Canaid is an authorization aid / permission helper that allows you to define various permissions, and makes it easy for you to use them inside Rails application. There are already many solutions out there for Rails authorization. Canaid assumes the following:
- each permission/authorization is evaluated against 2 objects: user object (=the user that tries to access the resource) and an object itself (=resource);
- in case that permission isn't evaluated against the access object/resource, it's called a "generic" permission and is evaluated only against the user.
- permissions are an application-domain (cross-cutting) concern, and should therefore be isolated in a shared codespace;
- modular/overloaded permissions should be supported.

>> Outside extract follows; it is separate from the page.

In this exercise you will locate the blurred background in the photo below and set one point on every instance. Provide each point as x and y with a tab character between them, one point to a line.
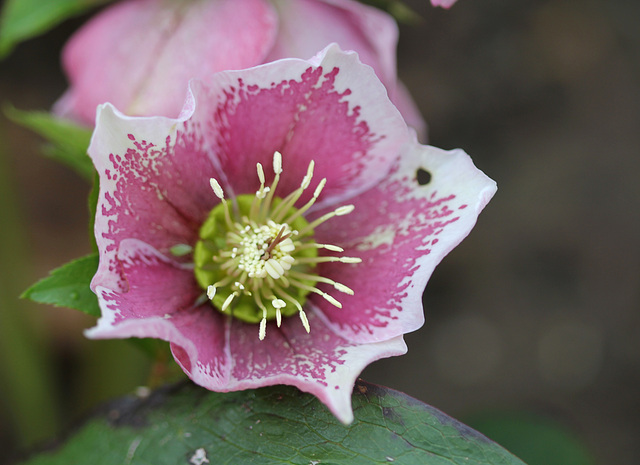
532	322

Put the Gem inside your Gemfile
:
gem 'canaid', git: 'https://github.com/biosistemika/canaid', branch: 'master'
Then run bundle install
.
You can register new permission/s by writing the following code in Ruby files inside app/permissions/**/*.rb
in your Rails application:
A)
# app/permissions/permissions.rb
# can <permission_name>, <object_class>, <priority?>, { <function(user, obj)> }
Canaid::Permissions.register do
can :view_team_projects, Team, 10 do |user, team|
user.logged_in? &&
team.users.include?(user)
end
can :update_project, Project do |user, project|
user.logged_in? &&
project.users.include?(user)
end
end
The argument 10
is a priority that dictates the order in which the permission checks are evaluated if multiple permissions are registered for the same name. The argument is optional and can be avoided. This is reserved for future.

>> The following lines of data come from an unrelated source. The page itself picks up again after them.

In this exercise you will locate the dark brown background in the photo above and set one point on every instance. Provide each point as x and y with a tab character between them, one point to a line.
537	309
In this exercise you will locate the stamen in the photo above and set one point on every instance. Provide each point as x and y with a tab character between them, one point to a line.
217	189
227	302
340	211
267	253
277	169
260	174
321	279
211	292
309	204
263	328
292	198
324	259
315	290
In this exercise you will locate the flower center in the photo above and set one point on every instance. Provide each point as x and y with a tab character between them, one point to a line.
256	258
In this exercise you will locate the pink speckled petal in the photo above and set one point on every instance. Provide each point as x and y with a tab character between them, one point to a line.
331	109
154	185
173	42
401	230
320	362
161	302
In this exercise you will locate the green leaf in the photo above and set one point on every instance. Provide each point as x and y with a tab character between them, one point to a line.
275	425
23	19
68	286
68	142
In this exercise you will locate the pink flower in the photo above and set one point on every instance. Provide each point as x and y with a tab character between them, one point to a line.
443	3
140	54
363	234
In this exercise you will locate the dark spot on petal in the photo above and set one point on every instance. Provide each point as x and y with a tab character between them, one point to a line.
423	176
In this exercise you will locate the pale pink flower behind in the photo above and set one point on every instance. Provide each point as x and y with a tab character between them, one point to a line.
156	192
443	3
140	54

Important! Each permission also has an object class specified alongside, to which the passed object itself is checked when permission is queried.

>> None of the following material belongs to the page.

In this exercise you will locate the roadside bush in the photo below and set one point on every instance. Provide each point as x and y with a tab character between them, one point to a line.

This will result in the following helper methods to be available to all controllers & views:
can_view_team_projects?(team)
can_view_team_projects?(user, team)
can_update_project?(project)
can_update_project?(user, project)
Note! For where user is not provided, Devise's
current_user
variable is automatically used.
B)
Alternatively, to define multiple permissions for the same object class:
# app/permissions/permissions.rb
# can <permission_name>, <priority?>, { <function(user, obj)> }
Canaid::Permissions.register_for(Team) do
can :create_new_project, 10 do |user, team|
user.logged_in? &&
team.users.include?(user) &&
user_is_team_admin?(user, team)
end
can :view_team_projects do |user, team|
user.logged_in? &&
team.users.include?(user)
end
end
This will result in the following helper methods to be available to all controllers & views:
can_create_new_project?(team)
can_create_new_project?(user, team)
can_view_team_projects?(team)
can_view_team_projects?(user, team)
C)
Lastly, you can define generic permissions that don't have a related object class:
# app/permissions/permissions.rb
# can <permission_name>, <priority?>, { <function(user)> }
Canaid::Permissions.register_generic do
can :invite_users, 10 do |user|
user.logged_in? &&
user.admin?
end
can :delete_users do |user|
user.logged_in? &&
user.admin?
end
end
This will result in the following helper methods to be available to all controllers & views:
can_invite_users?
can_invite_users?(user)
can_delete_users?
can_delete_users?(user)
You can also register the same permission multiple times (e.g. from within different Rails engines). All permissions of the same name are then evaluated in the order specified by priority
argument (lower number means higher priority), and then &&
is performed on all of them (so, to achieve a true
result of a permission check, all registered permissions need to evaluate true
).
So, suppose we had the following registration:
Canaid::Permissions.register do
can :update_project, Project, 10 do |user, project|
<perm_1_eval>
end
can :update_project, Project, 7 do |user, project|
<perm_2_eval>
end
end
When calling can_update_project?
, this would eval to the following:
<perm_2_eval> && <perm_1_eval>
To change the locations/paths of the permission files, define an initializer inside your application (e.g. config/initializers/canaid.rb
) with the following code:
Canaid.configure do |config|
config.permissions_paths = [<your_paths_to_permission_files>]
end
This way, it's also easy to specify multiple paths by using e.g. <<
operator.
Important! All the files that match this provided path are then
require
-d during the initialization of Rails server, so be careful when you change this to something different.
To print all permissions in a semi-friendly way, you can call the following Rake tasks from the Rails application:
rake canaid:print # Code-compatible print to console
rake canaid:print_md # Markdown-styled print that is saved to permissions.md
This Gem is licensed under the MIT license.